In the blog post, Antiracist feminist pastor and a Matthew 25 Church I shared part of my antiracist work and the Matthew 25 initiative that Third Church has signed onto with other churches in PCUSA. At the time, I was preparing for the Liberation Theology Series at Chatham University. In preparing for this series I read two books at Dr. Higginbothan’s recommendation. They are books she uses when she is teaching college courses. The first is Miguel A. De La Torre’s “Reading the Bible from the Margins”, and the second is Stephanie Y. Mitchem’s “Introducing Womanist Theology”. I enjoyed reading both books.
De La Torre has other liberation theology books and a much more extensive (longer) Handbook of U.S. Liberation Theologies. I’ve added his handbook to my hope-to-read-someday book list. The book I read in preparation for the theology talks I hope to use at Third Church soon. I loved reading familiar bible passages and hearing a (new to me, but actually not new at all) perspective. It’s going to be interesting going chapter by chapter with a small group.
The womanist theology book was also wonderful in that it helped me to understand broader concepts in womanist theology. And it provided some ideas for where I might want to dig in more deeply. With both womanist and feminist work, I’ve been reading books by individuals and didn’t have all of the big picture stuff in my grasp. I decided to purchase the introduction to feminist theology from the same publisher (Anne M. Clifford is the author). My favorite part of womanist theology is that it cultivates a community (including men) and shares collective wisdom (Mama said) that can be wisdom from your mama or mine or auntie or grandma or someone not-blood-but-who-is-like-family or the collective wisdom of the group.
Sharon also suggested Jacquelyn Grant’s White Women’s Christ and Black Women’s Jesus: Feminist Christology and Womanist Response as a good place to begin understanding how feminist and womanist interact. I purchased that but haven’t begun reading just yet. It was already on my list so I’m sure someone else had also recommended it too.

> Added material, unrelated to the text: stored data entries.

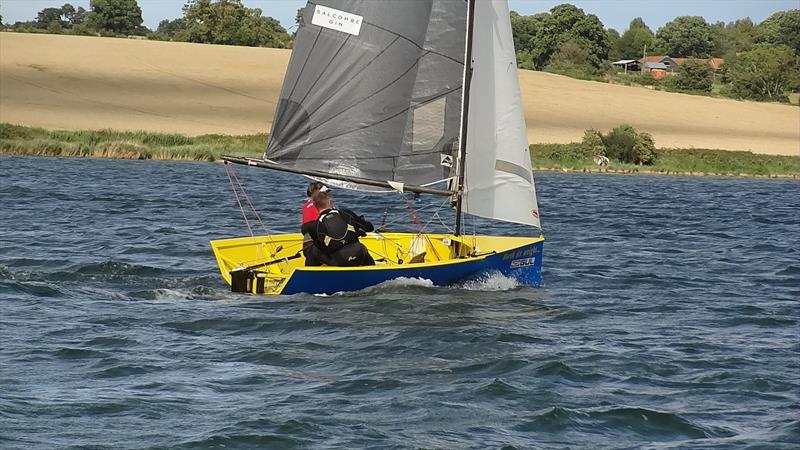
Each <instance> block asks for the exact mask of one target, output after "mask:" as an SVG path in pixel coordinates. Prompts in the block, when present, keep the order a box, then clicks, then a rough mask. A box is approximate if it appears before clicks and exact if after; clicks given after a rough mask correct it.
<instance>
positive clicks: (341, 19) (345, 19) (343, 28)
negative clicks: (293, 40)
mask: <svg viewBox="0 0 800 450" xmlns="http://www.w3.org/2000/svg"><path fill="white" fill-rule="evenodd" d="M363 20H364V18H363V17H361V16H357V15H355V14H350V13H349V12H346V11H340V10H338V9H334V8H328V7H327V6H322V5H317V6H316V8H314V17H313V18H312V19H311V23H313V24H314V25H318V26H321V27H325V28H330V29H331V30H336V31H342V32H344V33H347V34H352V35H353V36H358V34H359V33H361V22H362V21H363Z"/></svg>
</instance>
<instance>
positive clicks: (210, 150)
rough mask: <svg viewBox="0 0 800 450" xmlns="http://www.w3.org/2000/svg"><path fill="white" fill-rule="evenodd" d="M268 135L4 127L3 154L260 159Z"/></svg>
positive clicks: (6, 126) (66, 155) (88, 156)
mask: <svg viewBox="0 0 800 450" xmlns="http://www.w3.org/2000/svg"><path fill="white" fill-rule="evenodd" d="M266 143H267V135H266V134H255V135H247V136H225V135H217V134H208V135H203V136H196V137H187V136H183V135H180V134H164V133H148V132H144V131H140V132H125V131H114V130H102V131H50V130H45V129H43V128H31V127H23V126H18V125H9V124H0V154H6V155H24V156H65V157H85V158H118V159H182V160H196V161H215V160H217V159H219V156H220V155H221V154H233V155H242V156H260V155H261V154H262V153H263V152H264V147H265V145H266Z"/></svg>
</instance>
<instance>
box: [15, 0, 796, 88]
mask: <svg viewBox="0 0 800 450" xmlns="http://www.w3.org/2000/svg"><path fill="white" fill-rule="evenodd" d="M301 20H302V9H300V10H298V13H297V17H296V21H297V22H298V23H299V22H300V21H301ZM0 22H2V17H0ZM142 22H143V21H142V10H141V8H140V7H139V4H138V1H137V0H91V2H90V9H89V10H88V11H87V10H85V9H84V8H82V7H78V8H75V7H74V6H72V5H70V4H69V3H67V4H64V5H63V6H61V7H60V8H55V7H53V8H45V9H43V10H41V11H40V12H39V13H38V14H37V16H36V20H34V21H29V22H17V23H15V24H10V25H5V26H4V27H5V28H8V29H12V30H15V31H27V32H48V33H68V34H79V35H101V36H128V35H138V36H143V37H146V38H149V39H157V40H171V41H182V42H198V43H207V44H225V45H245V46H257V47H275V48H290V47H291V45H292V39H293V36H292V35H290V34H289V33H288V32H287V31H286V29H284V28H283V27H282V26H281V24H280V23H279V22H278V21H277V20H276V19H274V18H272V17H266V16H264V15H263V12H262V10H261V9H259V8H247V7H245V6H244V5H243V4H242V1H241V0H188V1H187V2H186V4H185V5H184V7H183V17H180V18H177V19H173V20H162V21H161V22H160V23H159V25H158V27H157V28H156V29H155V30H150V29H148V28H147V27H144V26H143V25H142ZM511 26H512V30H513V35H514V45H515V48H516V50H517V61H518V64H519V67H521V68H523V69H530V70H544V71H549V72H553V73H559V74H563V75H567V76H572V77H575V78H583V79H587V78H588V79H598V80H603V79H606V80H608V79H610V77H612V76H613V72H614V71H613V70H612V68H611V64H610V63H611V62H612V61H615V60H618V59H639V58H642V57H643V56H645V55H668V56H671V57H680V58H690V59H703V58H709V57H718V58H724V59H725V63H724V64H723V66H722V68H721V70H720V72H719V73H717V74H715V73H712V70H711V67H710V66H709V65H708V64H705V63H703V62H702V61H689V62H687V63H685V64H684V65H683V67H682V68H681V69H682V70H681V73H680V74H679V76H677V77H668V78H667V79H666V80H663V81H657V80H653V79H652V78H651V77H643V76H640V77H639V78H638V79H635V78H634V77H635V75H634V76H631V77H628V78H629V79H633V81H634V82H637V83H639V84H657V83H660V84H661V85H662V86H661V87H664V88H666V89H669V90H679V91H690V92H709V91H711V90H712V88H713V87H714V85H715V84H718V85H721V88H720V90H719V93H721V94H723V95H728V96H731V97H736V98H746V99H754V100H784V99H785V97H786V94H787V93H788V92H795V91H797V90H798V89H800V10H796V9H795V10H789V11H780V12H776V13H775V14H773V15H771V16H770V17H769V18H767V19H766V20H764V21H763V22H761V23H760V24H755V23H753V21H752V20H750V19H749V18H744V19H740V20H736V21H734V22H730V23H724V22H717V23H708V22H706V20H705V19H704V18H703V17H699V16H680V17H676V18H675V19H674V20H672V21H670V22H668V23H666V24H664V25H663V26H662V27H660V28H658V29H657V30H656V31H655V32H654V31H653V30H652V29H651V28H650V27H649V26H648V25H647V24H646V23H645V22H644V20H642V19H641V18H635V19H633V20H632V21H631V22H630V25H629V26H628V29H627V30H625V32H624V33H622V34H620V33H619V32H618V31H616V30H614V29H613V28H606V27H605V25H604V24H603V23H602V22H601V21H600V19H599V18H598V17H597V16H595V15H594V14H586V13H585V12H584V11H583V10H582V9H580V8H577V7H576V6H574V5H571V4H562V5H558V6H555V7H553V8H552V9H551V10H550V11H549V12H545V13H539V14H534V15H529V16H523V15H520V14H518V13H517V12H514V11H512V12H511Z"/></svg>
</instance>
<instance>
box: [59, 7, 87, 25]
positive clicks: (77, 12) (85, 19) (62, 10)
mask: <svg viewBox="0 0 800 450" xmlns="http://www.w3.org/2000/svg"><path fill="white" fill-rule="evenodd" d="M87 14H88V12H87V11H86V10H85V9H83V7H82V6H79V7H78V8H77V9H76V8H75V7H74V6H72V5H70V4H69V3H66V4H64V6H62V7H61V15H62V16H63V17H64V19H66V21H67V23H68V24H69V26H70V27H74V26H76V25H80V24H82V23H84V21H85V20H86V16H87Z"/></svg>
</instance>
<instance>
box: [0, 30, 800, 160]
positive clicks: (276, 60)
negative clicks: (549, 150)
mask: <svg viewBox="0 0 800 450" xmlns="http://www.w3.org/2000/svg"><path fill="white" fill-rule="evenodd" d="M289 54H290V53H289V51H287V50H277V49H265V48H248V47H229V46H217V45H202V44H186V43H171V42H154V41H141V40H126V39H110V38H96V37H79V36H58V35H39V34H21V33H0V122H7V123H14V124H20V125H28V126H38V127H44V128H49V129H70V130H81V129H91V130H97V129H104V128H111V129H117V130H146V131H161V132H176V133H183V134H187V135H200V134H209V133H221V134H231V135H242V134H255V133H263V132H265V131H269V126H270V124H271V121H272V115H273V112H274V109H275V105H276V100H277V97H278V93H279V91H280V86H281V82H282V79H283V73H284V71H285V68H286V65H287V63H288V61H289ZM520 81H521V84H522V95H523V97H524V102H525V113H526V117H527V121H528V135H529V140H530V142H532V143H567V142H573V141H577V140H580V138H581V137H582V135H583V130H585V129H586V128H597V129H600V130H603V131H605V130H608V129H610V128H613V127H615V126H617V125H619V124H621V123H629V124H631V125H633V126H634V127H636V128H637V129H639V130H642V131H647V132H650V133H652V134H653V136H654V137H655V139H656V143H657V145H658V146H660V147H682V148H691V147H695V148H718V149H725V150H751V151H753V152H756V153H765V154H784V155H799V154H800V108H798V107H796V106H789V105H778V104H764V103H754V102H739V101H734V100H723V99H714V98H709V97H701V96H692V95H685V94H674V93H667V92H659V91H651V90H648V89H645V88H636V87H625V86H616V85H610V84H605V83H596V82H588V81H579V80H574V79H571V78H566V77H562V76H558V75H551V74H546V73H541V72H529V71H521V72H520Z"/></svg>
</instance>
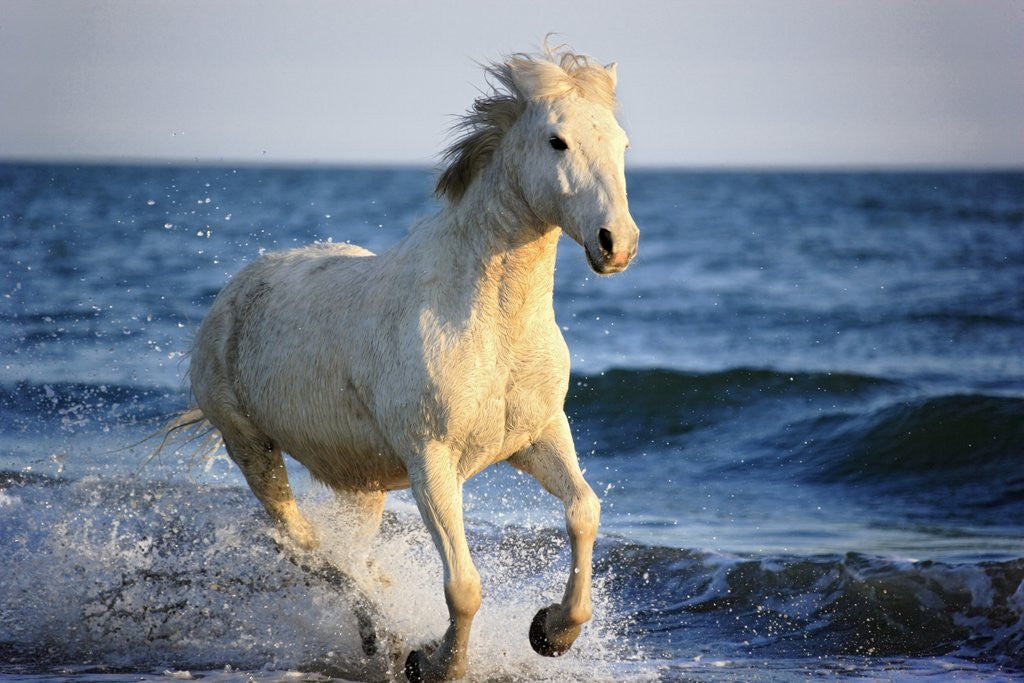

Okay, so that covers the homework and the follow-up homework. The talks themselves were so much fun: sharing, storytelling, listening to other perspectives is difficult to document. What I’m learning about antiracism and liberation theology is that reading is great, but dialogue is better. (And I need to start being more active, reading is ‘no risk’ and dialogue is ‘low risk’, and requires very little from me). Sharon is gracious and warm and very easy to engage with. I really enjoyed our time together. I am still struck by how different our experience in church was and is. Even in the small examples and stories of our church experiences it was clear to see that race is a major factor in our interpretation of scripture, who Jesus is, and what the work of the church is. I realized that much of my white church experience was about believing the right thing and less about doing the right thing. My faith experience was about personal relationship with God and personal choices and beliefs (purity specifically) that was good/polite behaviors (God loves you, keep your legs crossed). Sharon’s experience was more communal and focused on discerning prayerfully and doing what was right for everyone. For her, church was the safe place to talk about what was going on in the community and in the world. For me, talking about social issues or politics was “not polite” in a church setting and was discouraged. For example, in my white church experience we gave to the food bank but I could’t ask why people where hungry. And when there was an answer it was someone was sick or lost a job and I was made to feel that it was only temporary (systemic poverty wasn’t part of the dialogue).
Juan Mendizabal, the Assistant Director, Interfaith Cooperation and Office of Diversity, Equity, and Inclusion introduced Dr. Higginbothan and Pastor Karie to the students as people who are ‘safe’ to talk with and shared briefly his own experience working with us. It was honoring and humbling all at the same time. I hope that I can live up to that introduction.
The students were engaged in their groups and the questions that came up were thoughtful. The discussions continued into lunch too. Challenging white supremacy and patriarchy seemed to be something they were already engaged in and thinking about the way that intersects with faith seemed new (and exciting/challenging) to most of the students. A couple of students are interested in doing more liberation theology talks as a podcast and I’m excited to see what they come up with. I imagine they will find ways to include other marginalized groups in the conversation too.
The Holy Spirit was definitely up to something in and through and with those of us who participated and I am hopeful about what God will do in the future.